The communist Yugoslav authorities warned both Australia and Britain that an alleged assassination attempt on Queen Elizabeth II would be made during her visit to Yugoslavia in late 1972 involving Australian-Croatian nationalists working with Palestinian Arabs, according to declassified Australian intelligence files.

The Yugoslav Ambassador to Australia, Mr U. Vidovic, conveyed the warning directly to the Assistant Secretary of Australian’s Foreign Affairs Department, Mr R.N. Birch who wrote up an official record of conversation which was given to the Australian Security Intelligence Organisation (ASIO), the country’s domestic counter-intelligence service.

Mr Birch wrote:

The Ambassador came to see me at short notice. He began by referring to the visit to Belgrade from 17-21 October of Her Majesty Queen Elizabeth, Yugoslav security authorities were concerned that terrorists might seek to upset relations between Yugoslavia and Britain by making an attempt on her life. 

They would be taking all possible precautions in Belgrade but the Ambassador had been instructed to seek the cooperation on Australian authorities in preventing any undesirable persons from leaving Australia around this time.
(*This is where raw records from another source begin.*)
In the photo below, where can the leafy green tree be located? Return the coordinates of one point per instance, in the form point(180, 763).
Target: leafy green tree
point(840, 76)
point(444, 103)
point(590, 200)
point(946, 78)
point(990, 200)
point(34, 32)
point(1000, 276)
He commented that these might not only be Croatians but also Palestinian Arabs.

He understood that Australian citizens needed no visa to enter Britain and, consequently, Yugoslavia might not be a stated destination. Similarly, such persons might plan to enter Yugoslavia via West Germany or Italy. I told the Ambassador he could be assured that the Australian authorities were already giving close attention to overseas travel by certain individuals and I would bring his further representations to official attention.

The alleged plot sounds preposterous to begin with but was taken seriously by both Britain and Australia. The Queen, both Britain and Australia’s Head of State, visited Yugoslavia in October 1972 in what was hailed as historic – a British monarch visiting a communist country. However, Yugoslavia ruled by Marshal Tito was seen as a maverick during the Cold War after splitting away from the Soviet Union’s orbit in 1948 and becoming a de facto Western ally. Britain’s WWII Prime Minister Winston Churchill was one of Tito’s strongest backers as the communist leader had conducted a successful resistance against Nazi occupation of Yugoslavia.
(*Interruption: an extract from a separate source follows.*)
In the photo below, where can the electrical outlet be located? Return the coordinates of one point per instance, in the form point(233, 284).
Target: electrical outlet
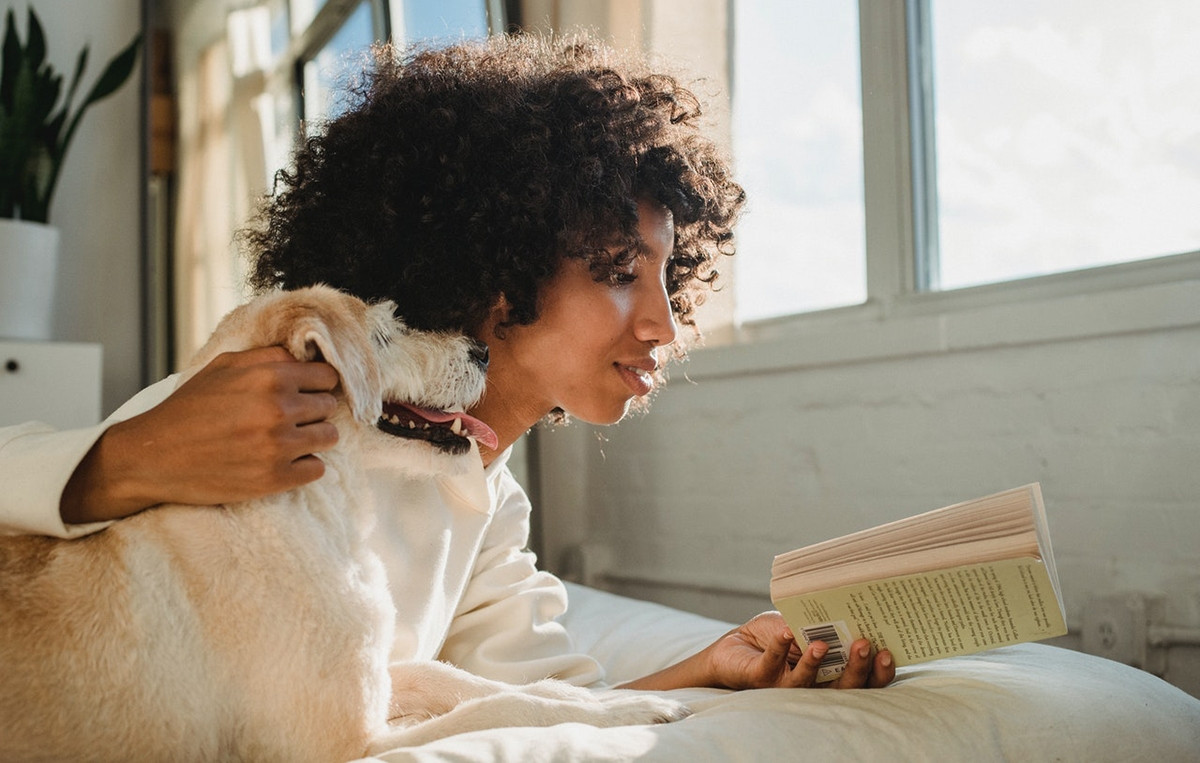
point(1117, 628)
The 1972 royal visit to Yugoslavia went without a hitch.

There is speculation that the warning about the plot to assassinate the Queen might have been an attempt by Yugoslavia to discredit exiled Croats living in Australia who were opposed to Tito’s Yugoslavia and had long agitated for Croatian independence from the communist federation, which included other nationalities such as Serbs, Slovenes, Macedonians, Montenegrins, Bosnians and so on.

In June 1972 a group of ultra Croatian nationalists from Australia, who saw themselves as freedom fighters but were called terrorists by the Yugoslav regime, undertook a mini invasion of Yugoslavia, and ending up in Bugojno, Central Bosnia. The 19 man group’s objective was to incite an uprising that would spread across Croatia. It was put down by Yugoslav security forces and the Army.

The Yugoslav Intelligence Service (known as UDBa or SDB) conducted many false flag operations abroad in the 1970s and 80s. One infamous operation became known as the Croatian Six, where six local Australian Croats were set up by an agent provocateur as “terrorists” and imprisoned by the Australian authorities.